Some would say it’s easy to know if you’re connecting with your audience. They smile, nod their heads, laugh and look intensely interested in what you’re saying. Yes, that’s true. When all those signals are present, you can be pretty sure you’ve got them.

At the same time, I’ve spoken to audiences that don’t all of those things and yet come up to me afterwards and tell me how much they enjoyed my presentation. Every audience is different. Go figure.

The only way we know for sure whether we’re on target is when someone tells us. Missing that, we can interpret body language, and when we think we might be losing our audience, take action.

Here are some suggestions:

1. Some members of your audience look like they don’t have a clue about what you’re talking about. Here’s where you can check in. Perhaps they missed something you said, or didn’t understand it. Take some questions or tell a story to give more context to what you’ve just shared.

2. You sense some impatience in the audience.

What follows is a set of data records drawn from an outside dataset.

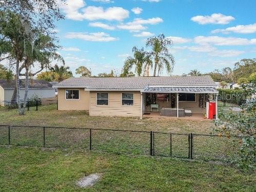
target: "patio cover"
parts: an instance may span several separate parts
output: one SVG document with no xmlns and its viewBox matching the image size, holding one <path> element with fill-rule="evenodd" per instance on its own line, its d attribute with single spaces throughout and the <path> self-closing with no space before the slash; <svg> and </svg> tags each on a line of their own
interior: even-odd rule
<svg viewBox="0 0 256 192">
<path fill-rule="evenodd" d="M 148 87 L 142 93 L 218 93 L 218 90 L 210 87 Z"/>
</svg>

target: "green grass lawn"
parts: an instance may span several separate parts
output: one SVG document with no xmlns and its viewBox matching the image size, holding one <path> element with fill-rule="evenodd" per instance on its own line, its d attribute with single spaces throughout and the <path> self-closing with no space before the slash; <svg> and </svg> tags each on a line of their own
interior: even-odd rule
<svg viewBox="0 0 256 192">
<path fill-rule="evenodd" d="M 23 116 L 16 110 L 0 111 L 0 124 L 186 134 L 209 134 L 212 126 L 210 121 L 90 117 L 86 112 L 56 109 L 56 105 L 40 106 L 38 111 L 32 108 Z M 7 144 L 8 129 L 0 130 L 0 141 Z M 93 130 L 90 152 L 88 130 L 45 131 L 47 148 L 40 148 L 41 128 L 11 127 L 11 144 L 27 146 L 0 146 L 0 191 L 252 191 L 256 187 L 254 173 L 241 172 L 225 161 L 218 161 L 235 151 L 223 137 L 195 136 L 194 159 L 189 160 L 149 156 L 148 133 Z M 173 155 L 187 156 L 187 136 L 173 136 Z M 169 137 L 155 135 L 158 155 L 169 154 Z M 76 181 L 94 173 L 103 174 L 95 186 L 76 186 Z"/>
<path fill-rule="evenodd" d="M 58 111 L 55 105 L 40 106 L 39 111 L 31 109 L 26 115 L 19 116 L 16 110 L 2 112 L 0 119 L 3 124 L 24 125 L 24 127 L 11 127 L 10 143 L 21 146 L 44 146 L 42 127 L 30 126 L 54 126 L 91 129 L 109 129 L 148 132 L 168 132 L 185 134 L 154 135 L 155 155 L 188 158 L 188 133 L 209 134 L 212 126 L 209 120 L 187 120 L 176 119 L 145 119 L 138 118 L 91 117 L 85 112 Z M 11 117 L 11 118 L 8 117 Z M 88 150 L 90 130 L 46 127 L 45 146 L 65 149 Z M 92 149 L 115 154 L 150 154 L 150 133 L 92 130 Z M 237 147 L 225 137 L 195 136 L 194 158 L 206 161 L 230 161 Z M 8 143 L 8 127 L 0 129 L 0 144 Z"/>
<path fill-rule="evenodd" d="M 209 120 L 184 120 L 182 118 L 140 120 L 137 117 L 93 117 L 84 111 L 57 111 L 52 104 L 30 108 L 25 116 L 17 110 L 0 111 L 0 124 L 35 126 L 53 126 L 82 128 L 102 128 L 138 131 L 172 132 L 175 133 L 208 134 L 212 123 Z"/>
<path fill-rule="evenodd" d="M 254 191 L 255 175 L 176 159 L 39 148 L 0 147 L 2 191 Z M 103 174 L 93 187 L 76 182 Z"/>
</svg>

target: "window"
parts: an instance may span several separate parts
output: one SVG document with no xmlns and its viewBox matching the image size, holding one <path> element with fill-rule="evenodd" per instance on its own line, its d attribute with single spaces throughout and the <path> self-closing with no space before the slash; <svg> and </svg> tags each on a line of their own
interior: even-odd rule
<svg viewBox="0 0 256 192">
<path fill-rule="evenodd" d="M 66 90 L 66 99 L 79 99 L 79 90 Z"/>
<path fill-rule="evenodd" d="M 109 94 L 108 93 L 97 93 L 97 105 L 108 105 L 109 104 Z"/>
<path fill-rule="evenodd" d="M 122 93 L 122 105 L 133 105 L 133 93 Z"/>
<path fill-rule="evenodd" d="M 179 101 L 196 101 L 196 94 L 195 93 L 179 93 Z"/>
</svg>

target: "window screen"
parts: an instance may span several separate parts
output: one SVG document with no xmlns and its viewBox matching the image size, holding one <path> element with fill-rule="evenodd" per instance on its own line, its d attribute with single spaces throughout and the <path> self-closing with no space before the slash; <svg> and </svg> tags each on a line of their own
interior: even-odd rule
<svg viewBox="0 0 256 192">
<path fill-rule="evenodd" d="M 66 98 L 67 99 L 79 99 L 79 90 L 66 90 Z"/>
<path fill-rule="evenodd" d="M 97 93 L 97 105 L 108 105 L 109 104 L 109 94 L 108 93 Z"/>
<path fill-rule="evenodd" d="M 122 105 L 133 105 L 133 93 L 122 93 Z"/>
</svg>

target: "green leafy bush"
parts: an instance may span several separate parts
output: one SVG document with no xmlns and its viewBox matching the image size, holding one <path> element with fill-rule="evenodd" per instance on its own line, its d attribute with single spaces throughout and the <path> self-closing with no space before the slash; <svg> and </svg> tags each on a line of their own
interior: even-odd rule
<svg viewBox="0 0 256 192">
<path fill-rule="evenodd" d="M 245 103 L 248 95 L 247 92 L 243 89 L 218 89 L 218 99 L 221 101 L 240 105 Z"/>
</svg>

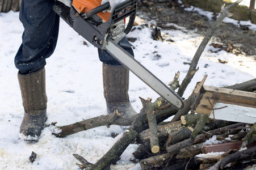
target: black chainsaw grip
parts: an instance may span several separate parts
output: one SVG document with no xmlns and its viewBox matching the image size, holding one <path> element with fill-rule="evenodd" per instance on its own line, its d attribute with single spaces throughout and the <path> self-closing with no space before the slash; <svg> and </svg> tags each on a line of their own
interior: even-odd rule
<svg viewBox="0 0 256 170">
<path fill-rule="evenodd" d="M 89 11 L 86 14 L 85 14 L 85 19 L 93 16 L 93 15 L 97 14 L 104 10 L 107 10 L 110 8 L 110 2 L 107 2 L 103 5 L 99 6 L 90 11 Z"/>
</svg>

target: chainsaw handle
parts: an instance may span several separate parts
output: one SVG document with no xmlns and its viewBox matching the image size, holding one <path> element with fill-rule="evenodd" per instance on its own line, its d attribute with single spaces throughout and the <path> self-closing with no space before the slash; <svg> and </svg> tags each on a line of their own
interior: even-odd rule
<svg viewBox="0 0 256 170">
<path fill-rule="evenodd" d="M 100 5 L 86 12 L 84 15 L 84 19 L 86 19 L 93 16 L 104 10 L 107 10 L 110 8 L 110 2 L 107 2 L 103 5 Z"/>
</svg>

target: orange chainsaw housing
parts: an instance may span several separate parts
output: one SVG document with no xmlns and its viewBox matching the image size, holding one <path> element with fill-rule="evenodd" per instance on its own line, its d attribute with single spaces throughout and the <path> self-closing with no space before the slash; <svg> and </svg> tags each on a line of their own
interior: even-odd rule
<svg viewBox="0 0 256 170">
<path fill-rule="evenodd" d="M 73 0 L 73 6 L 77 11 L 80 14 L 81 12 L 86 13 L 90 10 L 100 6 L 102 0 Z M 100 12 L 97 14 L 101 19 L 106 22 L 110 18 L 111 13 L 108 12 Z"/>
</svg>

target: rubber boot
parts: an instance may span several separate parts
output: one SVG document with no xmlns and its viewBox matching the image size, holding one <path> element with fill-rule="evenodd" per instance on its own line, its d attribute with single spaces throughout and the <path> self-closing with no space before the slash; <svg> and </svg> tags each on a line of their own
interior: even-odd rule
<svg viewBox="0 0 256 170">
<path fill-rule="evenodd" d="M 20 128 L 20 137 L 27 142 L 36 142 L 47 119 L 44 67 L 28 74 L 18 74 L 24 114 Z"/>
<path fill-rule="evenodd" d="M 104 63 L 102 70 L 107 113 L 117 109 L 124 116 L 137 114 L 129 100 L 129 70 L 121 65 Z"/>
</svg>

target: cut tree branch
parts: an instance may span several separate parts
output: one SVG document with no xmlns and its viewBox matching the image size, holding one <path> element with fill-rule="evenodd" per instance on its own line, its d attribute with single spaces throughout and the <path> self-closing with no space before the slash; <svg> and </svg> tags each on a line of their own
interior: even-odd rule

Perhaps you’re noticing some folks looking around or checking their phones. This might indicate you need to wrap this point up.

3. You see a smattering of audience members whispering to each other or getting really fidgety. Could it be they aren’t interested, maybe even bored? Now’s the time to change something up. Ask everyone to stand and stretch, initiate an activity or ask a provocative question.

4. They aren’t looking at you. Maybe they are looking down. Have you brought up a topic that’s controversial or maybe a little painful? When you see these signs, it could be time to lighten up and move on.

5. You know the signs – frowning, closed body language, loud exhales. These signs could indicate disapproval. Is this your intention? Do you want to shake things up? If you do, fine. If not, take a deep breath and either address it directly with the audience or choose to move on.

It’s important to remember you will likely have at least one person for whom your speech is not relevant. It’s essential to not evaluate your level of engagement based on one person. Rather, take the temperature of the group and use these interventions when needed to get them reengaged!